Eleotragus villosus, Gray, List Mamm. B. M. p. 165 (1843).

Vernacular Names:—Rhébok or Vaal Rhébok of Dutch and English Colonists; Peeli of Bechuanas (Burchell and others); Iza of Zulus (Rendall).

Height at withers about 29 or 30 inches. General form comparatively slender and delicate. Fur soft and woolly, though not very thick. Colour dull pale grey all over, the head and limbs tending rather towards fawn-colour. Ears very long and narrow, their backs grey. Throat and belly similar to and scarcely paler than the back; chin, however, with a distinct blackish patch. Lower part of limbs slightly and inconspicuously darker in front.
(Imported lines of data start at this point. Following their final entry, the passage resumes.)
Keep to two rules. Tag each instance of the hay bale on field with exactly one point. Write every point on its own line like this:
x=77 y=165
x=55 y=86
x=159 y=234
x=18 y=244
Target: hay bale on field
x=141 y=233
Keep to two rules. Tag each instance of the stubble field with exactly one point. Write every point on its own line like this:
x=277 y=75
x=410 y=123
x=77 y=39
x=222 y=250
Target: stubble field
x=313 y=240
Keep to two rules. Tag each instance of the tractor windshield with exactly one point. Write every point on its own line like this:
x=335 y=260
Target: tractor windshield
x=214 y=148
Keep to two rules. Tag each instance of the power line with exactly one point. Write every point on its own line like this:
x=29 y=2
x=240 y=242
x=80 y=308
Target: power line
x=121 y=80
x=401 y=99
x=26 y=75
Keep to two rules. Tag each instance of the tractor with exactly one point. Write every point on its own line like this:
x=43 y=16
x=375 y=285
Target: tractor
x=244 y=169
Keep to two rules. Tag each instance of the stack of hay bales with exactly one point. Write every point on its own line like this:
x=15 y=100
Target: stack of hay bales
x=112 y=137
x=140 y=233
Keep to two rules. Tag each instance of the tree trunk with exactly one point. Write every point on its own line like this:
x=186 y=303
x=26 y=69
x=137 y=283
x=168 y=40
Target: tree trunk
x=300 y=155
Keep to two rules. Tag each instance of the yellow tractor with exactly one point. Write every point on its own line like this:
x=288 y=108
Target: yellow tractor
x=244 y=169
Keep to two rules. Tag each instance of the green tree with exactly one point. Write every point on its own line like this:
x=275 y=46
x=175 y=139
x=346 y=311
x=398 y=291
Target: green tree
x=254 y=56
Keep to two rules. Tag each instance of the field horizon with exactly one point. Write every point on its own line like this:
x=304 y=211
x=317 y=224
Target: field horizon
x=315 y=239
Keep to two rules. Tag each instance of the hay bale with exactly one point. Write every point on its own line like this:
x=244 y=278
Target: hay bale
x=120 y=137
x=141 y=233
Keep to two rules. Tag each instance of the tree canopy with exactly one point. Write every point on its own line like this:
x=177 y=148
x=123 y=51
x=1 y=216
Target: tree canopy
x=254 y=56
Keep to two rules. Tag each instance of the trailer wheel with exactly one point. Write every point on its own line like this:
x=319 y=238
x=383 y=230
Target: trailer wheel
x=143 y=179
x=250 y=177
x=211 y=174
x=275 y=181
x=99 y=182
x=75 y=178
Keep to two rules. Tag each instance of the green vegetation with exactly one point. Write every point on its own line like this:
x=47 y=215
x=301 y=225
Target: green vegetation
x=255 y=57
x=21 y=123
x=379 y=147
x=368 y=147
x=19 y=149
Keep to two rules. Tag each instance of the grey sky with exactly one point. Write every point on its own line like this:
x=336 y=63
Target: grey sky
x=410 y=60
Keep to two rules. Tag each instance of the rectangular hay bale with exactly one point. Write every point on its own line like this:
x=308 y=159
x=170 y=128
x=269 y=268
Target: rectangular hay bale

Tail reaching to about the level of the groin, rather bushy; fawn-grey above near the body, white below and at the end.

Horns slender, barely 2½ inches in circumference at the base, strongly ringed on their lower half, smooth at the tips; rising nearly vertically, and slightly curving forwards. In length they ordinarily attain to about 8 or 9 inches, though some of 11½ inches have been recorded.

Dimensions of an old male skull:—Basal length 7·35 inches, greatest breadth 3·95, muzzle to orbit 5.
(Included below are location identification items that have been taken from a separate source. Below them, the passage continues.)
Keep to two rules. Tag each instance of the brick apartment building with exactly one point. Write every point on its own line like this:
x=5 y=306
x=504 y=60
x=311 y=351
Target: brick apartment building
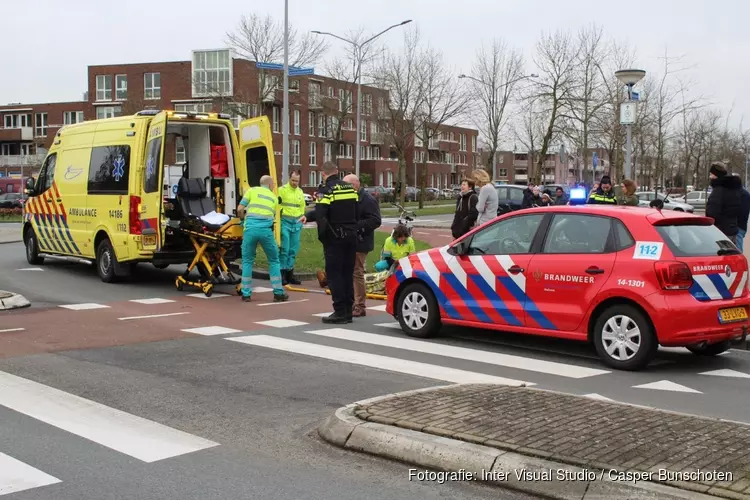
x=513 y=167
x=322 y=121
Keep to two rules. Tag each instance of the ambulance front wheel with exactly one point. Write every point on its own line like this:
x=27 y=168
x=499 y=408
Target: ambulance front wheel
x=32 y=248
Female. Like the male, but hornless.

Hab. S. Africa, south of the Zambesi.

Closely allied to the Reedbucks, and, in fact, hardly differing from them in general structure, except in its nearly straight horns and the want of the naked patch beneath the ears, is the Vaal Rhébok of the South-African colonists, so named by the Dutch settlers from its fancied resemblance to the Roebuck of Europe (Capreolus caprea), and so called by Le Vaillant, Sparrman, and the older authors. Bechstein in 1799 appears to be the first author who gave it a scientific name, and he wisely chose for it that of “capreolus” following the precedent of the vernacular. In this he was followed by Thunberg, Afzelius, and other subsequent writers on the Antelopes, and the name has been mostly accepted and appended to the generic term Pelea bestowed upon it by Gray in 1850, taken from “Peeli,” the Bechuana name of this Antelope.

In 1822, however, Desmoulins, in his article on Antelopes in the ‘Dictionnaire Classique d’Histoire Naturelle,’ redescribed the species as Antilope lanata, from specimens transmitted to Paris from the Cape by Delalande; and two years subsequently Burchell, who had met with this Antelope during his travels in Bechuanaland, gave it the new name Antilope villosa; but neither of these appellations has attained much circulation.